After that day, I pick up of what has left of me. And promised that the naïve and forgiving Bai Feng Jiu will no longer exist. I strived hard. I focused on my studies and being the matriarch and Queen of the east lands. I never accept visitors and Qing qiu is closed off to who are not our clansmen. I refused to attend any meetings in the nine heavens that doesnt warrant my presence. I closed of and refuse to be seen by the world for 3,000 years. In the 3,000 years of being secluded in Qing qiu, I ascended to High Immortal. Receiving that thunder bolts and over coming it is not easy and painful but on that said trial, I reminded myself that a broken heart is much more painful than receiving the thunder bolts. Su Mo ye became a very close friend of mine.He became the other immortal I look up to and hold on while I fix myself. I find him attractive and intelligent and he enjoys my company. He makes me smile and laugh over little things now but I still refused to call it love. He and Xie Gucho are the only immortal who can come in and out in Qing qiu at will. I also found another Saha fruit and gave Ye Qingti an immortal body. This made me happy. Slowly, I found my own happiness.

In the 3,000 years that has passed there was an incident that was made the immortal world abuzz. According to Zhe Yan and fourth uncle, Di jun was looking for his runaway lover. And he searched every corner and yet to find her. I steeled myself hearing this.

So, Ji Heng runaway again. I thought to myself. I smiled bitterly.

A-li also came to Qing qiu but not as much as before since uncle Ye hua and Aunt Bai Qian agreed to send A-li to Kunluun to learn under his other uncle the God of war Mo Yuan.

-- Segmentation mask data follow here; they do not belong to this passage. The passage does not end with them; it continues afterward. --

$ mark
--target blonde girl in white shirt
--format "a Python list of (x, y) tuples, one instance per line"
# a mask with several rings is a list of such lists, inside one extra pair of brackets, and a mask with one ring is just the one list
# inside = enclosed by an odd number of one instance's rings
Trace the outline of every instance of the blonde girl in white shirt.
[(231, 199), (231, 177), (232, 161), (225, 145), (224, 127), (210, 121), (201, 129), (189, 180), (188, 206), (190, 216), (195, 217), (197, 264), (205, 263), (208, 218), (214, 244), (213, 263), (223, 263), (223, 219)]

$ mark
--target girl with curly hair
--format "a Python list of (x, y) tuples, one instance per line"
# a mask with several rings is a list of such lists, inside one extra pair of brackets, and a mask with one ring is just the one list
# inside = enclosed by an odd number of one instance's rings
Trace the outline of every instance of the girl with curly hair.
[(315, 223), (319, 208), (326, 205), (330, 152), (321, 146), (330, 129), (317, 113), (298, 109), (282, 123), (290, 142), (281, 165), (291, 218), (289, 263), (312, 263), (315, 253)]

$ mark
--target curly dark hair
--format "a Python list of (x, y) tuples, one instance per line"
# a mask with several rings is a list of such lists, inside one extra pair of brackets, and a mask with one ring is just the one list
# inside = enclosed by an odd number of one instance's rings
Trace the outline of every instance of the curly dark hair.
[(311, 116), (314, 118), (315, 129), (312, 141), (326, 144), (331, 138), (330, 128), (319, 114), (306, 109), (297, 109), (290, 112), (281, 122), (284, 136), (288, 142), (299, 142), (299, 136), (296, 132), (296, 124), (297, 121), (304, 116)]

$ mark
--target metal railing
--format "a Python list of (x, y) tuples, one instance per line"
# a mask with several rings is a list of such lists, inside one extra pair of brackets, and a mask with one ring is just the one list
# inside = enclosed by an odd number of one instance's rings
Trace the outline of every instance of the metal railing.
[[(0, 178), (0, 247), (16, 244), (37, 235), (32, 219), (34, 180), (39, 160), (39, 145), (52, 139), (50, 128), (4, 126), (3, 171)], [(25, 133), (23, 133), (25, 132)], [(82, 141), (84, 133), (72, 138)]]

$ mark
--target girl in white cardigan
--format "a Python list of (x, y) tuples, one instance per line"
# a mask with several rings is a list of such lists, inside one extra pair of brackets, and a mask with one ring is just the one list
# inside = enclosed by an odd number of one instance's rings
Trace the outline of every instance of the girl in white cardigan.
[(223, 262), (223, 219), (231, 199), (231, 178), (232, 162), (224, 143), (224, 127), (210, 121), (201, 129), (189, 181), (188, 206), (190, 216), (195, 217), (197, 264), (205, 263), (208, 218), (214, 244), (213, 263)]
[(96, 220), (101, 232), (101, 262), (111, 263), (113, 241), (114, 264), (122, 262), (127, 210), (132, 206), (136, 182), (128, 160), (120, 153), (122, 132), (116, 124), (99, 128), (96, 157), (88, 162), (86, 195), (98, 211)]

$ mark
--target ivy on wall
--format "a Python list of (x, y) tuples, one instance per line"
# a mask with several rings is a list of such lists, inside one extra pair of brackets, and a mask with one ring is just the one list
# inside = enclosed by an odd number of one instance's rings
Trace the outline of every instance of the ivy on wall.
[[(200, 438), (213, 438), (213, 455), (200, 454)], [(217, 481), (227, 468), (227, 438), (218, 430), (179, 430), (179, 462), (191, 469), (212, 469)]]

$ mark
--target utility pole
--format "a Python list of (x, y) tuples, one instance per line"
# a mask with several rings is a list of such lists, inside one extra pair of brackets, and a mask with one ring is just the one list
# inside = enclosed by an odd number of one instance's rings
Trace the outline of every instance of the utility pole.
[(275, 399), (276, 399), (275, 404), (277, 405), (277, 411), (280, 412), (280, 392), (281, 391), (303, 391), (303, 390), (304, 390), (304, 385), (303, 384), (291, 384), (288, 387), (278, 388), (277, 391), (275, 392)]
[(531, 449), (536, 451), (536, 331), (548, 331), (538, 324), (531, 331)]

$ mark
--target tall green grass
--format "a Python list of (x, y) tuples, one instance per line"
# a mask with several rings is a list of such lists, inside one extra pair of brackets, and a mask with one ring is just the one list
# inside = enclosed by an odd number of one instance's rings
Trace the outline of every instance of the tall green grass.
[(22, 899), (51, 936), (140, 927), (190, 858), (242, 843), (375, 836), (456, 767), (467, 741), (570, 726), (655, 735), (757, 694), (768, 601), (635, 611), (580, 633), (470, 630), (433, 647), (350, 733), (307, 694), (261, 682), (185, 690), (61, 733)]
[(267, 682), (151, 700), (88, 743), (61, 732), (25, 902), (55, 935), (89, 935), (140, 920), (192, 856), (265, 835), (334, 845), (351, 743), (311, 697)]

Migu also informed me that Siming and Cheng Yu wants to talk to me but I refused to see and hear from them. I want to sever ties whatever it is that connects me to Tai Chen palace and to Dong hua Dijun. I feel guilty but this time I have to consider my well-being for far too long I held to a love and immortal that clearly cannot be mine.

One day Xie Gucho came and informed me that since I gave Ye Qingti a body and half of my cultivation, I should be the one who will wash away his mortal essence in heaven.

"Are you ready to meet his highness again?" Xie Gucho asked me. I look at him in the eyes and smiled confidently.

"Yes. Its been 3,000 years already and somethings are needed to be left behind and move with a clean slate"

"Very well. Good luck then." Xie Gucho replied.

I smiled and this time that I will go to the heavens, I will not falter.